SamSamhuns / invoice_gen_java

Repo to generate artificial Semi-Structure-Documents (SSDs) such as invoices, receipts, etc

Geek Repo:Geek Repo

Github PK Tool:Github PK Tool

Automatically generate synthetic semi-structured documents (SSDs)

tests

Generate semi-structured documents (invoices, payslips, and receipts). This repo is a Java implementation of the two papers mentioned in the acknowledgments.

Actual generated examples do not have blurring

Setup

Download resources

Download common.zip, unzip and place under src/main/resources

Or download using gdown then unzip into the required path.

pip install gdown  # inside a python virtual or conda environment
gdown 1h6h5fSmRbCjMfanVFDWY03GOq-R4NZJS
unzip common.zip -d src/main/resources/
rm common.zip

Docker (Recommended)

Setup docker in the local system.

bash scripts/build_docker.sh
bash scripts/run_docker.sh -p EXPOSED_HTTP_PORT

Generating SSDs

The API will be hosted at http://localhost:EXPOSED_HTTP_PORT/api/ws/ that can be accessed with a default username: admin and password: admin.

Generate the desired SSD with the Generate Content button and refresh the page after a while. The generated documents will appear on the page.

The documents are also bulk saved in the generated_data/classes/invoices/sample directory which is created after running the docker container.

Local build

Requirements

  • Java Development Kit 11/12/13/14/15
  • Maven 3.8.6

Tested on MacOS Big Sur 11.6. The repository should function in Linux systems as well. Recommended to install from archived tar.gz files available from https://www.oracle.com/java/technologies/java-se-glance.html for JDK files and https://maven.apache.org/download.cgi for Maven.

Add the following the bash or the current editor profile/rc files.

# add java paths
export JAVA_HOME="/Users/jdk-15.0.1.jdk/Contents/Home"
export PATH="$PATH:$JAVA_HOME/bin"
# add apache maven paths
export M2_HOME="/Users/apache-maven-3.8.6"
export PATH="$PATH:${M2_HOME}/bin"

Running SSD generation

Web API Generation

Generate these documents via the API web interface by launching:

mvn quarkus:dev

The API will be hosted at http://localhost:9080/api/ws/ which can be accessed with a default username: admin and password: admin.
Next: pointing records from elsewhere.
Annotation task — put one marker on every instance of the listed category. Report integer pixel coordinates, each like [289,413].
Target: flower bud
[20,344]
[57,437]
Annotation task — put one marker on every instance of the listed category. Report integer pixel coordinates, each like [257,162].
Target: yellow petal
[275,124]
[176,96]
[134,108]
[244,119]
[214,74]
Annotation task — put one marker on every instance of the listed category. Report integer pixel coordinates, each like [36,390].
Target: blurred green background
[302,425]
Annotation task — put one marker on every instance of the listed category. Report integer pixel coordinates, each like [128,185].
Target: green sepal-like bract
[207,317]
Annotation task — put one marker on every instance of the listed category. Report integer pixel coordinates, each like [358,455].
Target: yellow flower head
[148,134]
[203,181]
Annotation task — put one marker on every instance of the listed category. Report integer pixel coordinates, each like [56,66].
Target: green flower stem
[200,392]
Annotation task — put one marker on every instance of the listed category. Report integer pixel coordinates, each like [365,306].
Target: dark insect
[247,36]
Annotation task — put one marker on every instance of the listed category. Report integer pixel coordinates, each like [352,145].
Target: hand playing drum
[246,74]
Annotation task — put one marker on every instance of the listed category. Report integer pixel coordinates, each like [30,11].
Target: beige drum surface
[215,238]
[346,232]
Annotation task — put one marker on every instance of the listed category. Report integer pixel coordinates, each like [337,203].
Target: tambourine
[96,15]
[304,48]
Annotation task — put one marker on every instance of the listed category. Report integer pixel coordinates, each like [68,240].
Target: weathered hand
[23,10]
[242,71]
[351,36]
Testing and Generating SSDs

Maven Test

To run all the tests with Maven and generate example SSDs.

mvn test

To run tests for a particular test file inside src/test/java/com/ssdgen/generator/documents and generate the desired number of SSDs:

mvn test -Dtest=TestAmazonLayout
mvn test -Dntests=2  # Only run two tests and generate two examples for each layout
mvn test -Dtest=TestAmazonLayout -Dntests=2  # generate two examples for Amazon Layout

Diversity evaluation (Currently Disabled)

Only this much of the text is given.